Another community that is less well-known, but vibrant and growing is Ruby Magazine. They shared one of my reviews in their March issue — A Glorious Dark by A.J. Swoboda, a book about believing which confronts the loss and defeat of Friday and the awkward silence of Saturday with Sunday morning resurrection truth.
Earlier this month, we wrapped up a ten-week long on-line book discussion group that featured C.S. Lewis’s Till We Have Faces. Not only did we survive the process, but we also enjoyed the weekly sharing of insights and great input from people who approached the book from all kinds of perspectives. If you love Lewis’s fiction, you’ll be challenged and inspired by his last (and, in his opinion, his best!) book.

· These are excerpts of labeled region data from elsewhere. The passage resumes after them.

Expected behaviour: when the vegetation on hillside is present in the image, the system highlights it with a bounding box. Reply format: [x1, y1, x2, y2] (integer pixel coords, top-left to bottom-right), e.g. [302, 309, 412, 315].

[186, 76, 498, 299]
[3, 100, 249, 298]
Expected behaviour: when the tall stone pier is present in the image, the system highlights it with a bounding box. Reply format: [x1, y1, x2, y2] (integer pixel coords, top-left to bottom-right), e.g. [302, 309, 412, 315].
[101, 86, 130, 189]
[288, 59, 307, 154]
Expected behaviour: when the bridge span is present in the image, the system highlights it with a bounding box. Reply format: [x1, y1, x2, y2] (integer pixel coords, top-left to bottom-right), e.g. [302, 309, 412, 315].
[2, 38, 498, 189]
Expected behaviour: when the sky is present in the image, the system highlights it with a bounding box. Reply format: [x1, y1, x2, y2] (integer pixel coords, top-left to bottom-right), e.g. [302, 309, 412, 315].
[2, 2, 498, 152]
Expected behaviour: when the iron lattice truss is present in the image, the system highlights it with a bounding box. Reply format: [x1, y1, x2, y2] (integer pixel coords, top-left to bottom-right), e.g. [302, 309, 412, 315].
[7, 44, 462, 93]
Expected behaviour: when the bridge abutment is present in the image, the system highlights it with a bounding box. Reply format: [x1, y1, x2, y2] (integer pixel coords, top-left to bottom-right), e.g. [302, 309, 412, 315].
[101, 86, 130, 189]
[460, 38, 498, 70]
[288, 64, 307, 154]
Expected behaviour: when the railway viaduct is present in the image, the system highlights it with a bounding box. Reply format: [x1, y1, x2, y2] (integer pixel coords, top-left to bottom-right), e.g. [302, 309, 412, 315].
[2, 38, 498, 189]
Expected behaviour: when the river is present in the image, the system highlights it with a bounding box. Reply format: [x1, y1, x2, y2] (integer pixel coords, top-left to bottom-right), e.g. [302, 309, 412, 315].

The most-read post at Living Our Days in the month of March may possibly have been my most-read post of all time (and someday I’m sure I’ll figure out enough about the backside of my blog to actually make that comparison with confidence . . .). Start Where I Am. Use What I Have. is my commentary on change and the following life; on children leaving and grandchildren arriving; and on my cranky relationship with technology and mud season.
Just for Joy
It’s not every day that I get into my car and drive away from this country hill with no husband and no children, but that’s what happened on the last Friday of March, and the welcome I received on the other end made me wonder what all my angst was about. The women of North Uxbridge Baptist Church in Massachusetts invited me to teach at their spring conference. We met over the Word of God three times that day, and the smiles and nods of that group of godly learners, the sound of all those voices lifted in worship, and the warm fellowship over coffee, around the table at lunchtime, and between sessions mirrored the welcome that God extends to all of us in the Gospel.
It occurred to me on the four-hour drive home that, although I cannot see your nods and smiles, you, my faithful readers, extend that same welcome to me here each time you visit, and so, I thank you for your continual encouragement in this tiny gathering place.
Grace and peace to you, and may your celebration of Christ’s resurrection be filled with joy.